ARTIFICIAL INTELLIGENCE IN EFL CLASSROOMS: A SYSTEMATIC REVIEW OF RESPONSIBLE USE
DOI:
https://doi.org/10.31851/4897an53Keywords:
Artificial Intelligence, EFL, academic integrity, RulesAbstract
The incorporation of Artificial Intelligence (AI) into educational contexts has expanded significantly, generating new opportunities for personalized instruction, real-time feedback, and enhanced learner autonomy. Nevertheless, the governance of AI use in academic settings has simultaneously provoked critical debates concerning academic integrity, assessment validity, and ethical accountability. Although prior scholarship has explored individual AI applications or addressed ethical considerations at a theoretical level, comprehensive pedagogical guidelines for practical classroom implementation remain insufficiently articulated. This study conducts a systematic literature review of empirical studies and policy documents published between 2019 and 2025, adhering to PRISMA protocols, to consolidate evidence regarding both the pedagogical benefits and institutional challenges of AI integration in EFL education.
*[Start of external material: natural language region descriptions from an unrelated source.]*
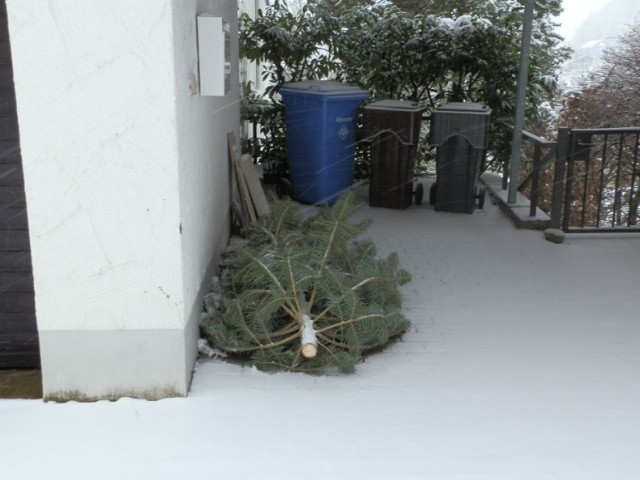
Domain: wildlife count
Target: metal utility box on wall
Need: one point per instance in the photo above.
(214, 55)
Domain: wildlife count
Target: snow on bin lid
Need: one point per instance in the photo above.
(463, 107)
(322, 87)
(395, 105)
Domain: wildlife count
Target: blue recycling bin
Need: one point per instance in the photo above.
(321, 118)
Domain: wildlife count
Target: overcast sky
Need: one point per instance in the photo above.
(575, 12)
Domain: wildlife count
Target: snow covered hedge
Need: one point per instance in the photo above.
(306, 294)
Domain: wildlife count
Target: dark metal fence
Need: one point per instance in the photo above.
(602, 171)
(595, 182)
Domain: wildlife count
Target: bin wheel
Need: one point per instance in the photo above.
(481, 194)
(283, 188)
(419, 193)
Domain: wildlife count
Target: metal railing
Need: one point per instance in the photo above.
(539, 162)
(594, 185)
(599, 171)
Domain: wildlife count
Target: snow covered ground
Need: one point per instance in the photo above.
(523, 363)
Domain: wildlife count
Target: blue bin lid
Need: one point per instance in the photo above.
(323, 87)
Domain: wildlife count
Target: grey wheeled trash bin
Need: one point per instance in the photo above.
(460, 131)
(393, 129)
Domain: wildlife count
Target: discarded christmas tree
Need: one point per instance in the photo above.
(306, 294)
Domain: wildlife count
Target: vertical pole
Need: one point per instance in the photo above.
(535, 181)
(520, 101)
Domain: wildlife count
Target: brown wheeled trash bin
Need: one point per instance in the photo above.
(393, 129)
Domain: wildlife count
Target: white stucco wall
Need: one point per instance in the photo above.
(127, 187)
(202, 127)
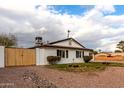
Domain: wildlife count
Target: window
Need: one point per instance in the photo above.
(61, 53)
(66, 53)
(78, 54)
(82, 54)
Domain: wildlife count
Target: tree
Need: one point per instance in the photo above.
(95, 52)
(8, 40)
(120, 45)
(117, 51)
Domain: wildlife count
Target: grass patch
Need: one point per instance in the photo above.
(84, 67)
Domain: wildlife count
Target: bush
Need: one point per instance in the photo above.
(53, 59)
(87, 58)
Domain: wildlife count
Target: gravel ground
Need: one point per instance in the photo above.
(42, 77)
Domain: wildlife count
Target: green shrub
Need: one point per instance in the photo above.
(53, 59)
(87, 58)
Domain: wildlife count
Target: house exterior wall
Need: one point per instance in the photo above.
(66, 43)
(53, 52)
(40, 56)
(109, 57)
(1, 56)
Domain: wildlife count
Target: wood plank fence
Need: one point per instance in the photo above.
(19, 57)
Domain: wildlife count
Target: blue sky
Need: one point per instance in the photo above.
(80, 9)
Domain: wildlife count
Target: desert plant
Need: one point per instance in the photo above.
(53, 59)
(87, 58)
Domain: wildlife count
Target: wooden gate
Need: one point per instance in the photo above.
(19, 57)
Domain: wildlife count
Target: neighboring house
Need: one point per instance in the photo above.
(68, 49)
(109, 57)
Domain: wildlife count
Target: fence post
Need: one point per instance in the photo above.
(40, 56)
(2, 61)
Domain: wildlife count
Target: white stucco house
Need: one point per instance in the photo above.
(68, 49)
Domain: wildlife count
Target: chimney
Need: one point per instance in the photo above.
(38, 41)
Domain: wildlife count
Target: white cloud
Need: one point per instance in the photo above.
(92, 29)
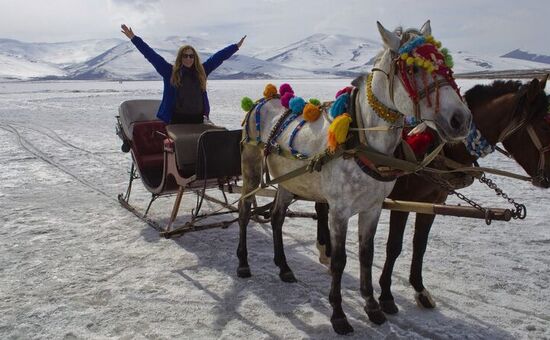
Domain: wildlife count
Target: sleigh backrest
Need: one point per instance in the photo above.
(137, 110)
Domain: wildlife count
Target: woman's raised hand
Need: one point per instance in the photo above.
(128, 31)
(241, 42)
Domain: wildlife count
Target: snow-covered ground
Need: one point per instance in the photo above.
(76, 265)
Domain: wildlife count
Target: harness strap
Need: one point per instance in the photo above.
(538, 145)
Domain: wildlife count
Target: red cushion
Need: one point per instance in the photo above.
(145, 140)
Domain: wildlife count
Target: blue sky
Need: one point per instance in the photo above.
(478, 26)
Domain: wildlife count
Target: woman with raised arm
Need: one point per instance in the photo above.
(184, 100)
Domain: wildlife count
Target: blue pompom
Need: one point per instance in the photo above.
(297, 104)
(340, 105)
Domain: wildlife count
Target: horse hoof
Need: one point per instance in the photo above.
(376, 316)
(323, 258)
(288, 277)
(243, 272)
(388, 306)
(424, 299)
(341, 326)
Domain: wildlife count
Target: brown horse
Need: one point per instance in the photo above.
(513, 114)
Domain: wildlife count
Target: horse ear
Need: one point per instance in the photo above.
(359, 80)
(426, 28)
(533, 89)
(390, 39)
(543, 81)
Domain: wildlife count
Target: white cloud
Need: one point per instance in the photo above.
(474, 25)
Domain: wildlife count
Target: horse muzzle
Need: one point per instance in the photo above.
(456, 128)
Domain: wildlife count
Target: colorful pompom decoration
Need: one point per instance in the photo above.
(311, 112)
(338, 131)
(284, 88)
(340, 105)
(247, 104)
(297, 104)
(315, 101)
(285, 98)
(419, 142)
(344, 90)
(270, 91)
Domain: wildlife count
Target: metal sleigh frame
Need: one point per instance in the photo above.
(178, 159)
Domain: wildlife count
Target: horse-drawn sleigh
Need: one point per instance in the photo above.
(176, 159)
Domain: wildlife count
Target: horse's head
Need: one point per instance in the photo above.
(413, 76)
(528, 138)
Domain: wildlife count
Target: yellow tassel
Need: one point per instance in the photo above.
(311, 112)
(332, 141)
(338, 131)
(270, 91)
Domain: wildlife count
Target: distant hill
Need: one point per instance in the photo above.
(326, 55)
(522, 55)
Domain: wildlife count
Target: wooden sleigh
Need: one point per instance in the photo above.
(175, 159)
(194, 158)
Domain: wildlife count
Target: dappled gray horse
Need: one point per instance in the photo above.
(398, 86)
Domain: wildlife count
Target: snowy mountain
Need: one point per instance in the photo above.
(522, 55)
(327, 55)
(324, 53)
(465, 62)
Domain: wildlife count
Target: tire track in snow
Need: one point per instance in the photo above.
(31, 148)
(56, 137)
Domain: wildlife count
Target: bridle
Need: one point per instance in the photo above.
(424, 49)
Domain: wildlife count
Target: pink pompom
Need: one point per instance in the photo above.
(285, 98)
(284, 88)
(344, 90)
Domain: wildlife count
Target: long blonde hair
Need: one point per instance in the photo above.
(175, 79)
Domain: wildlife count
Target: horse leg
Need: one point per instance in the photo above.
(339, 226)
(368, 222)
(251, 173)
(422, 228)
(282, 201)
(323, 233)
(398, 221)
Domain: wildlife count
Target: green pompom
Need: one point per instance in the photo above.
(247, 104)
(449, 61)
(315, 101)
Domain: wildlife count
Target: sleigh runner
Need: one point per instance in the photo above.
(179, 159)
(176, 159)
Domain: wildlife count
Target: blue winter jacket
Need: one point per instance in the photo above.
(165, 70)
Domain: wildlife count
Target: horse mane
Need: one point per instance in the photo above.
(480, 94)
Employing thematic analysis, the review delineates recurring instructional affordances, structural risks, and contextual mediators influencing AI effectiveness. Building upon this synthesis, the study advances an original rule-based conceptual framework that translates human-centered AI principles into explicit pedagogical directives articulated as concrete do’s and don’ts for EFL classroom practice. The findings indicate that AI contributes meaningfully to EFL learning outcomes only when strategically embedded within robust pedagogical design, transparent assessment frameworks, and sustained teacher facilitation. By converting ethical and theoretical discourse into operational classroom guidance, this research provides a practice-oriented contribution for educators, curriculum developers, and policymakers pursuing responsible and sustainable AI integration in EFL environments.